Using Indexes to improve performance

Post date: Aug 25, 2014 7:7:44 PM

In most data warehouse and analytic environments queries operate on large volumes of data. In Greenplum database a sequential scan is an efficient method to read data as each segment contains a portion of the data and all segments read in parallel. 

For queries with high selectivity, indexes may improve query performance. 

If it is determined that indexes are needed consider best practices when creating and managing indexes. It is important to avoid indexes on columns that are frequently updated. Creating an index on a column that is frequently updated increases the number of writes required when the column is updated. Avoid overlapping indexes; indexes that have the same leading column are redundant. 

Always drop indexes before loading data into a table. After the load re-create the indexes for the table. This will run an order of magnitude faster than loading data into a table with indexes. 

Indexes can improve performance on compressed append-only tables for queries that return a targeted set of rows. For compressed data, an index access method results in only the necessary rows being uncompressed. Create selective B-tree indexes; single row lookups are good candidates. Index selectivity is a ratio of the number of distinct values a column has divided by the number of rows in a table. 

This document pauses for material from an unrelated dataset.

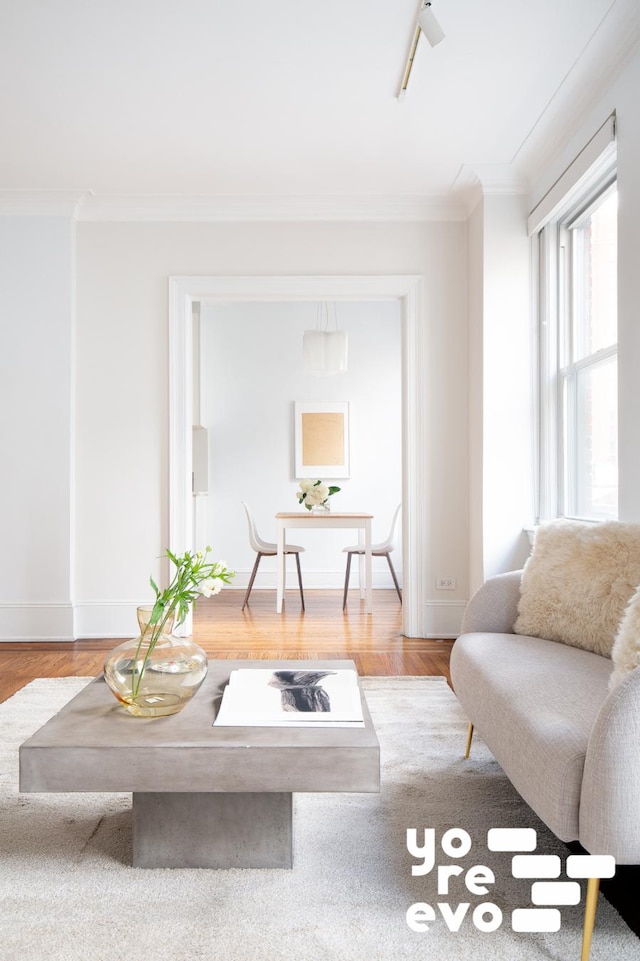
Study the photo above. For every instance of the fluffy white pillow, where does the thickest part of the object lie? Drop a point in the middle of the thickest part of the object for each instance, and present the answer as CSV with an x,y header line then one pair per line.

For example, if a table has 1000 rows and a column has 800 distinct values, the selectivity of the index is 0.8, which is considered good. Unique indexes always have a selectivity ratio of 1.0, which is the best possible. PDB allows unique indexes only on distribution key columns. 

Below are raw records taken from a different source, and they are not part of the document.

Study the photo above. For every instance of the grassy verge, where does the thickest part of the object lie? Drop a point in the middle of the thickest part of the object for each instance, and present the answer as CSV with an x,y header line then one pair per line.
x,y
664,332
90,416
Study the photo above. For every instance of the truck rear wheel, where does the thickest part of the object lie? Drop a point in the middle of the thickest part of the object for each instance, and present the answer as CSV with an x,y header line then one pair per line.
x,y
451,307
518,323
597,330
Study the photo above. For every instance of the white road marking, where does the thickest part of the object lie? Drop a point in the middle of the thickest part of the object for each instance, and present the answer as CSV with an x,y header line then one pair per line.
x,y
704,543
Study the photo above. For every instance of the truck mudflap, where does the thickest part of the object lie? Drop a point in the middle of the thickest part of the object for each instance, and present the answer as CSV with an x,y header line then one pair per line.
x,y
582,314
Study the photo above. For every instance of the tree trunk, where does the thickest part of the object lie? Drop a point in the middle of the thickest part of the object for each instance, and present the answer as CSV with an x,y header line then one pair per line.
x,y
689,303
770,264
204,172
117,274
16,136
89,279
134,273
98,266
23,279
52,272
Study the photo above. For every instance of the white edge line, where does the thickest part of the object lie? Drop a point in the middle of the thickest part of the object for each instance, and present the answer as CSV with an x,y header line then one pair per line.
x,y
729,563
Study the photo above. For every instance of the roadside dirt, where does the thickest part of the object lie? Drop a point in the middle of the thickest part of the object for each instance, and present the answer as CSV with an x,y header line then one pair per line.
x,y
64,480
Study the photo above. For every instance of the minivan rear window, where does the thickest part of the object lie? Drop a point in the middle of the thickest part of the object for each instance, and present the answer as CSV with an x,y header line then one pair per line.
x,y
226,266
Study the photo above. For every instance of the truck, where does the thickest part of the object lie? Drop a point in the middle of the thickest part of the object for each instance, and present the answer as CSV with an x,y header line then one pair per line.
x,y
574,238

Bitmap indexes are best suited on columns for querying than updating. Use Bitmap indexes for low cardinality/selectivity columns. Bitmap indexes perform best when the column has a low cardinality from 100 to 100,000 distinct values. Do not use Bitmap indexes for unique columns, very high cardinality data (for example, phone numbers), or for very low cardinality data (for example, gender). Do not use Bitmap indexes for OLTP workloads.

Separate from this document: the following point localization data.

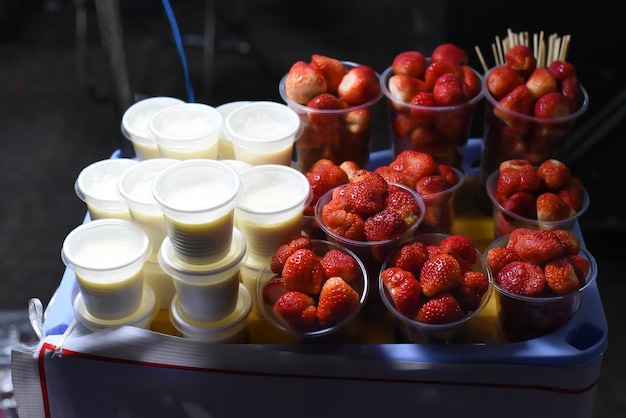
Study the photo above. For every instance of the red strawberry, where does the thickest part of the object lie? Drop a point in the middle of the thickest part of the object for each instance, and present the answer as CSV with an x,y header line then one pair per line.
x,y
359,85
332,69
410,257
522,278
273,290
303,272
410,63
338,263
449,53
403,288
284,250
440,273
297,310
384,225
561,276
304,82
337,301
440,309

In some scenarios it may be required to force the use of indexes for a query. The following GUCs should be either set at the session or query level to prevent other query performance from being affected. 

1. random_page_cost sets the query planner’s estimate of the cost of a non-sequentially fetched disk page. A lower value increases the opportunity for an index scan to be chosen. The default value is 100.

2. enable_indexscan enables or disables the query planner’s use of index-scan plan types. The default value is ON. 

3. enable_nestloop enables or disables the query planner’s use of nested-loop join plans. This should be enabled for using indexes in nested loop joins. The default value is OFF. 

4. enable_bitmapscan enables or disables the query planner’s use of bitmap-scan plan types. Generally a bitmap scan provides faster access, however it can be disabled specifically if very few rows are selected from the index. The default value is ON. 

5. enable_seqscan disabling sequential scans results in use of index scan. This GUC should be used with great care and only as a last resort. The default value is ON. 

Use an iterative approach to tuning the GUCs to favor index usage. Begin by setting or confirming that enable_indexscan is set to ON and for joins via an index lookup enable_nestloop is set to ON. 

Start by lowering random_page_cost to 20 and if the index is still not used, set it to 10. If this does not result in index usage increase seq_page_cost to 10 and if the index is still not used, set it to 15. If this does not result in index usage finally as a last resort, set enable_seqscan to OFF.